Just finished reading “Four Around the World”, a story of a family who traveled for 5 months with a four-year-old and a baby. They visited Argentina, Chile, New Zealand, Australia and Singapore. A few things struck me as I was reading: I am deeply grateful to be beyond the stage of diapers, baby beds, baby food prep, midnight feedings, etc! as well as the extremely short attention span and swift mood changes of a very young child. The family managed exceptionally well with their little ones, proving that extended travel with young children is possible. But what is ideal? Nearly every traveling family I’ve spoken with has told me that ten-years-old is the ideal age for a child to experience long-term, round-the-world travel. Not only are they very open to new experiences (teen indifference is still a few years away), but they will retain their memories of the trip, which makes for more meaningful travel. (Elise turns 10 this summer, joy!) But in terms of the story, although I appreciated the author’s tenacity and the great efforts she made to get her kids to experience a variety of exotic animals (a priority for Elise), this book left me wanting. I would have gladly given up some childcare detail in exchange for deeper musings on travel as a transformative experience.
In “The Book of Wanderings”, Kimberly Meyer captures the story of her journey with her college-age daughter, Ellie, that retraces the steps of a medieval Dominican friar across the Mediterranean and around the Holy Land and through the Sinai Desert. Their modern-day experiences are neatly framed by flashbacks to the 15th century. The writing is rich with detail that brings far-away places to life, as well as the author’s own palpable longing for the road not taken. For me, it was heartening to learn of another mother-daughter duo successfully navigating so many different countries, including some frequently on travel advisories, and that the journey was deeply – albeit differently – meaningful to both of them. I appreciated her warning that one’s genuine desire to connect with others from different cultures will not always be reciprocated. Travelers are, after all, also customers with money to spend on goods and services – and that money can mean the difference between having meal or not to someone living on the edge. And Americans traveling abroad – regardless of our personal views – carry with them enormous geopolitical baggage that can, unfortunately, overshadow even the greatest goodwill towards others.

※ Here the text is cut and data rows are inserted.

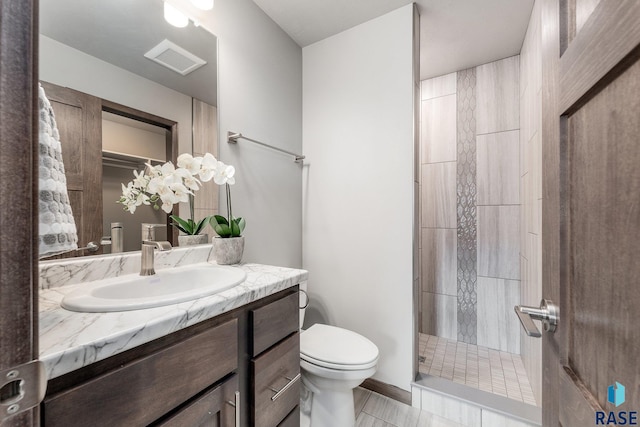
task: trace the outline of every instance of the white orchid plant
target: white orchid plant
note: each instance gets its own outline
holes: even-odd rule
[[[222,215],[212,215],[209,219],[211,227],[223,239],[230,237],[240,237],[247,225],[244,218],[234,218],[231,211],[231,185],[235,184],[236,179],[233,177],[236,170],[233,166],[225,165],[215,176],[214,180],[218,185],[225,185],[227,193],[227,217]]]
[[[207,216],[199,221],[194,218],[195,192],[200,189],[203,182],[208,182],[212,179],[218,185],[226,185],[228,211],[231,211],[229,184],[235,182],[233,177],[235,168],[216,160],[211,153],[206,153],[201,157],[183,153],[178,156],[177,166],[176,168],[172,162],[156,166],[147,163],[145,170],[134,171],[135,178],[133,181],[130,181],[126,186],[122,184],[122,196],[118,203],[124,205],[124,209],[132,214],[138,206],[142,205],[151,205],[154,209],[162,209],[169,214],[176,203],[188,202],[190,218],[183,219],[177,215],[169,215],[173,221],[172,225],[188,235],[200,234],[210,221],[218,234],[227,234],[226,228],[217,227],[218,224],[224,225],[225,221],[227,228],[236,229],[233,226],[229,227],[229,221],[224,217],[216,219],[214,216]],[[230,214],[229,217],[231,218]],[[238,220],[232,220],[231,223],[236,223],[240,227],[239,223],[241,222],[242,229],[244,229],[244,219],[239,218]],[[231,237],[223,236],[222,234],[221,237]]]

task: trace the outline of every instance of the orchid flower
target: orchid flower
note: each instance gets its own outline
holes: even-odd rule
[[[233,175],[236,173],[236,168],[231,165],[225,165],[221,161],[218,161],[216,166],[216,173],[213,176],[213,180],[216,184],[235,184],[236,180]]]
[[[244,229],[242,218],[233,219],[231,216],[231,194],[229,184],[235,183],[235,168],[216,160],[211,153],[202,157],[183,153],[178,156],[176,165],[166,162],[162,165],[147,163],[145,171],[134,171],[134,179],[126,186],[122,184],[122,196],[118,203],[132,214],[141,205],[153,205],[154,209],[162,209],[170,214],[176,203],[189,203],[191,218],[184,220],[170,215],[173,225],[186,234],[198,234],[210,222],[211,216],[196,222],[194,220],[195,192],[201,188],[202,182],[212,179],[219,185],[227,184],[227,201],[229,218],[232,222],[230,229],[239,235]],[[177,167],[176,167],[177,166]],[[242,221],[241,229],[238,221]],[[213,224],[212,224],[213,225]],[[240,230],[240,231],[238,231]],[[223,237],[231,237],[223,236]]]
[[[216,168],[218,166],[218,161],[213,154],[206,153],[202,157],[202,161],[200,163],[200,172],[198,172],[198,176],[202,180],[202,182],[209,182],[213,178],[216,173]]]

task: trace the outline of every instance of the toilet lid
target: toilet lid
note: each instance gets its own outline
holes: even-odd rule
[[[378,361],[378,347],[347,329],[315,324],[300,335],[300,356],[334,369],[367,369]]]

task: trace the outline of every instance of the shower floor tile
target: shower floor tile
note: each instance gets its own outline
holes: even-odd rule
[[[519,354],[420,334],[419,370],[423,374],[536,405]]]

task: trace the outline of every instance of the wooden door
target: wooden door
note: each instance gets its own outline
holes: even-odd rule
[[[37,10],[37,1],[0,2],[0,372],[38,357]],[[0,422],[11,406],[6,391]],[[38,419],[36,407],[2,426]]]
[[[78,246],[100,242],[102,226],[102,100],[42,82],[62,145],[67,190],[78,229]],[[102,248],[98,252],[101,254]],[[82,252],[76,252],[83,255]],[[73,254],[72,254],[73,255]]]
[[[634,425],[640,1],[542,1],[543,296],[560,305],[543,336],[544,425]]]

Oh joy! My travel books have arrived. I immediately tore into “The Rough Guide to First-Time Aournd the World” by Doug Lanksy. Most of the book is solidly practical information on transport, budgeting and safety, but he also provides some inspired ideas, such as take a cookery course to learn to make one great dish from each country; travel by freighter, which rent out cabins larger than cruise ships’, and stay somewhere unusual like a cave hotel in Turkey or ice hotel in Sweden. He’s also quite funny, sharing embarrasing stories, such as the time he broke his ankle in Bangkok while he had amebic dysentery, which he describes as “a tragic combination of constantly having to go to the loo, and never being able to get there quickly enough.”